Recherche de consensus et voix discordantes
L’adoption du Pacte pour l’avenir a été marquée par l’absence de vote formel. Cette approche était prédéterminée par une résolution de l’ONU adoptée il y a deux ans, qui stipulait que le sommet adopterait le Pacte « par consensus dans le cadre de négociations intergouvernementales ». Cette méthode, qui vise à favoriser l’unité, a suscité des inquiétudes quant au degré réel d’accord entre les États membres.
Plusieurs pays, dont la Russie, le Soudan, la Syrie, l’Iran, la Biélorussie et le Nicaragua, ont exprimé des objections au pacte. Le vice-ministre russe des affaires étrangères, Sergey Vershinin, a critiqué le processus de rédaction, affirmant que les pays occidentaux ont dominé l’établissement de l’ordre du jour. Toutefois, ces objections semblent porter davantage sur des questions de procédure et de souveraineté nationale que sur des désaccords fondamentaux avec les principes de base du pacte.

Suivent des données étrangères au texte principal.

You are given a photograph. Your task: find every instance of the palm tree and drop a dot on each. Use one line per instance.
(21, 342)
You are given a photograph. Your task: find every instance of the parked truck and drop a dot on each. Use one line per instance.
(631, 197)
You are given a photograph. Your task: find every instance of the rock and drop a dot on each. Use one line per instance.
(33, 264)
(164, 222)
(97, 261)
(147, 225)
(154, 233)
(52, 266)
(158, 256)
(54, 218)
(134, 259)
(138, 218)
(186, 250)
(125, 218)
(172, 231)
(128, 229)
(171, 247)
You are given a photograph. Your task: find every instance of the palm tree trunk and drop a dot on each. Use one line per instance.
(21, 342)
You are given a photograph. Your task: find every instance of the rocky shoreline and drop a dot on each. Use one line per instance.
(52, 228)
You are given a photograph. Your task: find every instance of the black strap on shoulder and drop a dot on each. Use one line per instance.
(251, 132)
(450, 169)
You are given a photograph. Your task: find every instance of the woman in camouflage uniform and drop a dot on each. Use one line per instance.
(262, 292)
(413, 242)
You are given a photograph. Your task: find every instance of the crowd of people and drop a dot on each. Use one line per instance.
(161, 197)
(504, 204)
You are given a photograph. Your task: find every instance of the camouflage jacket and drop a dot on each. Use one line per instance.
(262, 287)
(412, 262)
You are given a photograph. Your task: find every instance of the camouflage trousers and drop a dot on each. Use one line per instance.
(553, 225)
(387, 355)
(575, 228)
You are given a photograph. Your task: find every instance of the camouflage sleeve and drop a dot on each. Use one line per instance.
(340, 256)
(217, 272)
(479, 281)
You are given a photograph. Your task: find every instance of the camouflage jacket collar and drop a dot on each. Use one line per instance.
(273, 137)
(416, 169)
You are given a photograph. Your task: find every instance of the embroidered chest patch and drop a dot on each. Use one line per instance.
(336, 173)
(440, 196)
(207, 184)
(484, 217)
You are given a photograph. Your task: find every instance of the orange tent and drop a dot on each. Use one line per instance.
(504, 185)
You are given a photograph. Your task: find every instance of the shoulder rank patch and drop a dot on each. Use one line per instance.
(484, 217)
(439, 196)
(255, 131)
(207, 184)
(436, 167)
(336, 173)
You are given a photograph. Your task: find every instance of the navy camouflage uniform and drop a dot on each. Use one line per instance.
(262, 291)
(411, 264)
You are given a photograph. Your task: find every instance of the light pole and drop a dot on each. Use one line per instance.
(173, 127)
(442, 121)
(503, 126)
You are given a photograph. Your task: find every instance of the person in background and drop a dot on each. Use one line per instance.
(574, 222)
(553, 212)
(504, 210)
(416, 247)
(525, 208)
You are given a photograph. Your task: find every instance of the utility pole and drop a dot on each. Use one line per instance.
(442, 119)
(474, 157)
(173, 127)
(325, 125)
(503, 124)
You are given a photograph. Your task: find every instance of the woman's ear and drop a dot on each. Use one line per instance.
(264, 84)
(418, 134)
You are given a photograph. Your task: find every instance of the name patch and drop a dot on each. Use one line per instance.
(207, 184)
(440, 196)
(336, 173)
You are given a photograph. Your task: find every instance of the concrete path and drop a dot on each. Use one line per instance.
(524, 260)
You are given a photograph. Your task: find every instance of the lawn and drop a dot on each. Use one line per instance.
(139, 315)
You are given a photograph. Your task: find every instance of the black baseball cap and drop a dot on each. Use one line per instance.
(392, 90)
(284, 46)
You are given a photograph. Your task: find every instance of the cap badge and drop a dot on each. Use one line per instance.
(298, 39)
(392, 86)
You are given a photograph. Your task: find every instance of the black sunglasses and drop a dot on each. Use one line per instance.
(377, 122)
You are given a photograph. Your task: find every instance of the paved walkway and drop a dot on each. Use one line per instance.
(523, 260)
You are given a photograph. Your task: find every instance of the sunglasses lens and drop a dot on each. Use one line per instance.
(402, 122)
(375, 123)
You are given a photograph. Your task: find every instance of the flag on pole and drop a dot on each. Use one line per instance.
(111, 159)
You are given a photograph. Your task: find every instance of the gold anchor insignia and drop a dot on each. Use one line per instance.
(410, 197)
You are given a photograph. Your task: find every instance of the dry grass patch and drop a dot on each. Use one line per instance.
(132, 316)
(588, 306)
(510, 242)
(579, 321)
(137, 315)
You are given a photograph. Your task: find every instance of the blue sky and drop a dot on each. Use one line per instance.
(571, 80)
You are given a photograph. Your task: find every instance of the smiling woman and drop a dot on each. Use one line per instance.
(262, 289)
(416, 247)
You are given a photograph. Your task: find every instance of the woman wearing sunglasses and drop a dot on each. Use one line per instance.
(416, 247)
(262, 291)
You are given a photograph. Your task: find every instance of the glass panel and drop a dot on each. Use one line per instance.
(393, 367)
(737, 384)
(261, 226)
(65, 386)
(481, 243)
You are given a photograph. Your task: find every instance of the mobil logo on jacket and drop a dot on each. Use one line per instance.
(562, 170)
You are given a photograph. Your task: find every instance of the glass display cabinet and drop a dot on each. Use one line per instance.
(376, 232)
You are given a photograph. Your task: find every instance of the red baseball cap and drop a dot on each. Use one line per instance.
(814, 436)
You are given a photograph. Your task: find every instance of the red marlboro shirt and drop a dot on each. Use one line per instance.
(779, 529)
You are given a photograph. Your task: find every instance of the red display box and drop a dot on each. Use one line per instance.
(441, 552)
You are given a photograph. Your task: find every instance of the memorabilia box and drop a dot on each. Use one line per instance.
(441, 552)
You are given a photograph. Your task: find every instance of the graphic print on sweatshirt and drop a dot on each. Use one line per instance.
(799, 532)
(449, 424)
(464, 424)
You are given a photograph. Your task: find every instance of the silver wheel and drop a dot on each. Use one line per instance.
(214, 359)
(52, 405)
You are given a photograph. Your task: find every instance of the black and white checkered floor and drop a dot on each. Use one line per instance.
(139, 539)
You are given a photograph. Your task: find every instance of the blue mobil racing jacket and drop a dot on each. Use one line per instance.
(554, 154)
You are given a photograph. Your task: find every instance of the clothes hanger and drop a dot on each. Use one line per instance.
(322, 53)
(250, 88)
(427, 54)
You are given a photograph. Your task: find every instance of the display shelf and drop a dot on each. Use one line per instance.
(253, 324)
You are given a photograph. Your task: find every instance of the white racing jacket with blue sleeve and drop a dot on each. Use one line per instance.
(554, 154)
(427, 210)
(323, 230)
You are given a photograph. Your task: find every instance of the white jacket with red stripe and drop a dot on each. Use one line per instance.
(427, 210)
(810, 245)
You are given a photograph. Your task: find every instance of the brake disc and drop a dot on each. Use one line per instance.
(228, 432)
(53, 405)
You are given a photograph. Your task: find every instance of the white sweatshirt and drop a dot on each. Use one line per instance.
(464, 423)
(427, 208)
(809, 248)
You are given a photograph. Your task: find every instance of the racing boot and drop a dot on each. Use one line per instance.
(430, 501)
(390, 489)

Un consensus mondial d’idées ?
Le Pacte pour l’avenir représente une étape importante vers ce que certains observateurs décrivent comme un « mondialisme des idées ». Même les nations qui ont soulevé des objections ont, dans d’autres contextes, approuvé un grand nombre des politiques décrites dans le document. Cette apparente convergence de pensée sur les grands défis mondiaux et leurs solutions soulève d’importantes questions sur l’avenir de la souveraineté nationale et le rôle des institutions internationales dans l’élaboration de la politique mondiale.
Alors que le monde est confronté à des défis de plus en plus complexes et interconnectés, le Pacte pour l’avenir offre un aperçu de la manière dont les dirigeants mondiaux envisagent de traiter ces questions. Toutefois, la portée ambitieuse du document et les méthodes de son adoption mettent également en évidence l’équilibre délicat entre la coopération mondiale et les intérêts nationaux. Alors que les efforts de mise en œuvre commencent, il reste à voir comment ces nobles objectifs se traduiront en actions tangibles et s’ils permettront de résoudre efficacement les problèmes urgents auxquels est confronté notre monde interconnecté.